Neurodegeneration with brain iron accumulation.

作者信息

Hayflick Susan J, Kurian Manju A, Hogarth Penelope

机构信息

Departments of Molecular and Medical Genetics, Pediatrics and Neurology, Oregon Health and Science University, Portland, OR, United States.

Molecular Neurosciences, Developmental Neurosciences Programme, Institute of Child Health, University College London and Department of Neurology, Great Ormond Street Hospital, London, United Kingdom.

出版信息

Handb Clin Neurol. 2018;147:293-305. doi: 10.1016/B978-0-444-63233-3.00019-1.

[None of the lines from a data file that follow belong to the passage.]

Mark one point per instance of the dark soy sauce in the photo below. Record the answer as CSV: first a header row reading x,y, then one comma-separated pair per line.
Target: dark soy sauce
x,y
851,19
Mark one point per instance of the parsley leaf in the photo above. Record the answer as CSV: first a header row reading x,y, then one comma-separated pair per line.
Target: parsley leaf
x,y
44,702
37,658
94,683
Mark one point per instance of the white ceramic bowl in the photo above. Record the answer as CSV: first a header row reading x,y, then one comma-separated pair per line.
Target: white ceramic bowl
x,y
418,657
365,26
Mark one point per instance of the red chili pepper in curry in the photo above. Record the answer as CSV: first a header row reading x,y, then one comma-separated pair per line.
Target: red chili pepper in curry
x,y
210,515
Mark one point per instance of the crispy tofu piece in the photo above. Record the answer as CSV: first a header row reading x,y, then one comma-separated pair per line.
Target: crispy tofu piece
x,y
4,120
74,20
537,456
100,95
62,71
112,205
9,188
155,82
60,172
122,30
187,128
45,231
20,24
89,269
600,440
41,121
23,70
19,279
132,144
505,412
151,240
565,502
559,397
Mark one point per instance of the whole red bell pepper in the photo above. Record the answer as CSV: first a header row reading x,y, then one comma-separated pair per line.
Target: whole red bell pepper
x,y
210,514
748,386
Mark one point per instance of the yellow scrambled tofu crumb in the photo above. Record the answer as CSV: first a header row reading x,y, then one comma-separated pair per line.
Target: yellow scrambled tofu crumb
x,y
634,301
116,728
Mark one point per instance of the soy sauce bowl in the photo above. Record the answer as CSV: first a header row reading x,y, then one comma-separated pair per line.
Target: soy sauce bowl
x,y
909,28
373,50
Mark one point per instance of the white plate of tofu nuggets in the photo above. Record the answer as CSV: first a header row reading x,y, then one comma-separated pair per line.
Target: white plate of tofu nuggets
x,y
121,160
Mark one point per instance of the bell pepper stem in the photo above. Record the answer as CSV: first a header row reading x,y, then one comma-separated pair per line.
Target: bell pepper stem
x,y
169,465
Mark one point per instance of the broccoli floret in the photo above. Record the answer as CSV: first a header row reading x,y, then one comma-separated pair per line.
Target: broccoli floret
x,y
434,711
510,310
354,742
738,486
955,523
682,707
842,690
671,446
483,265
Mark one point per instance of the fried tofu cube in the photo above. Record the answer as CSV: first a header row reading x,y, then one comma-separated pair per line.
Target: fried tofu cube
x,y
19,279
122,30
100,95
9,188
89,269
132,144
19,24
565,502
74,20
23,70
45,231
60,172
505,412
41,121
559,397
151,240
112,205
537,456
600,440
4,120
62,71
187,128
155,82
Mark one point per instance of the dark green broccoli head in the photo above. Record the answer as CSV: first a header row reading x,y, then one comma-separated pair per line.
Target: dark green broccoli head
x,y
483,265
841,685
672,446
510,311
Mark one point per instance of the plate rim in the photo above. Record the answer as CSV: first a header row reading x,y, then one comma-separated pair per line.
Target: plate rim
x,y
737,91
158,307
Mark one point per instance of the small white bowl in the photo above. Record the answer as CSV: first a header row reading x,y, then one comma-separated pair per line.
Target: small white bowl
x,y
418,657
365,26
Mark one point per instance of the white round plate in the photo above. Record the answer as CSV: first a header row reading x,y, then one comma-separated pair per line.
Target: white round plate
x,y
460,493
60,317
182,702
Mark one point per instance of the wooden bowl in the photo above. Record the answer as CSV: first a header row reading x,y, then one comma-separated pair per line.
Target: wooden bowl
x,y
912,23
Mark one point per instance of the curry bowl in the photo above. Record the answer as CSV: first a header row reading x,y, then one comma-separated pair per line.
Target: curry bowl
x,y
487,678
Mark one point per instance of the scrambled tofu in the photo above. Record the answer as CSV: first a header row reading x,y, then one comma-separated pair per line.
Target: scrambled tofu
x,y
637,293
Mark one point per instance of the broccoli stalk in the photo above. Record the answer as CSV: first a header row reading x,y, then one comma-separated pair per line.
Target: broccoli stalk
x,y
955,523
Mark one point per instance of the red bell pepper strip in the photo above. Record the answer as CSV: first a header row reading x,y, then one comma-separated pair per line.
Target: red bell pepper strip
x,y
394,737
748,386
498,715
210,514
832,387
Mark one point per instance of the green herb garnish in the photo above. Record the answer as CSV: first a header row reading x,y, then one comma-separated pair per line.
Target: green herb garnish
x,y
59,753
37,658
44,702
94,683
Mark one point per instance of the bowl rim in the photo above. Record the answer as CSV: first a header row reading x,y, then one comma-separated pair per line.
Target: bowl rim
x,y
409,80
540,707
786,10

DOI:10.1016/B978-0-444-63233-3.00019-1
PMID:29325618
原文链接:https://pmc.ncbi.nlm.nih.gov/articles/PMC8235601/
Abstract

Neurodegeneration with brain iron accumulation (NBIA) comprises a clinically and genetically heterogeneous group of disorders affecting children and adults. These rare disorders are often first suspected when increased basal ganglia iron is observed on brain magnetic resonance imaging. For the majority of NBIA disorders the genetic basis has been delineated, and clinical testing is available. The four most common NBIA disorders include pantothenate kinase-associated neurodegeneration (PKAN) due to mutations in PANK2, phospholipase A-associated neurodegeneration caused by mutation in PLA2G6, mitochondrial membrane protein-associated neurodegeneration from mutations in C19orf12, and beta-propeller protein-associated neurodegeneration due to mutations in WDR45. The ultrarare NBIA disorders are caused by mutations in CoASY, ATP13A2, and FA2H (causing CoA synthase protein-associated neurodegeneration, Kufor-Rakeb disease, and fatty acid hydroxylase-associated neurodegeneration, respectively). Together, these genes account for disease in approximately 85% of patients diagnosed with an NBIA disorder. New NBIA genes are being recognized with increasing frequency as a result of whole-exome sequencing, which is also facilitating early ascertainment of patients whose phenotype is often nonspecific.

摘要

脑铁沉积神经退行性疾病(NBIA)包括一组临床和遗传异质性疾病,影响儿童和成人。这些罕见疾病通常在脑部磁共振成像上观察到基底节铁增加时首次被怀疑。对于大多数NBIA疾病,其遗传基础已被阐明,并且有临床检测方法。四种最常见的NBIA疾病包括:由于PANK2突变导致的泛酸激酶相关神经退行性疾病(PKAN)、由PLA2G6突变引起的磷脂酶A相关神经退行性疾病、由C19orf12突变导致的线粒体膜蛋白相关神经退行性疾病以及由WDR45突变引起的β-螺旋桨蛋白相关神经退行性疾病。极罕见的NBIA疾病由CoASY、ATP13A2和FA2H突变引起(分别导致辅酶A合成酶蛋白相关神经退行性疾病、库福-拉凯布病和脂肪酸羟化酶相关神经退行性疾病)。这些基因共同导致了约85%被诊断为NBIA疾病患者的发病。由于全外显子测序,越来越频繁地发现新的NBIA基因,这也有助于早期确诊那些表型通常不具特异性的患者。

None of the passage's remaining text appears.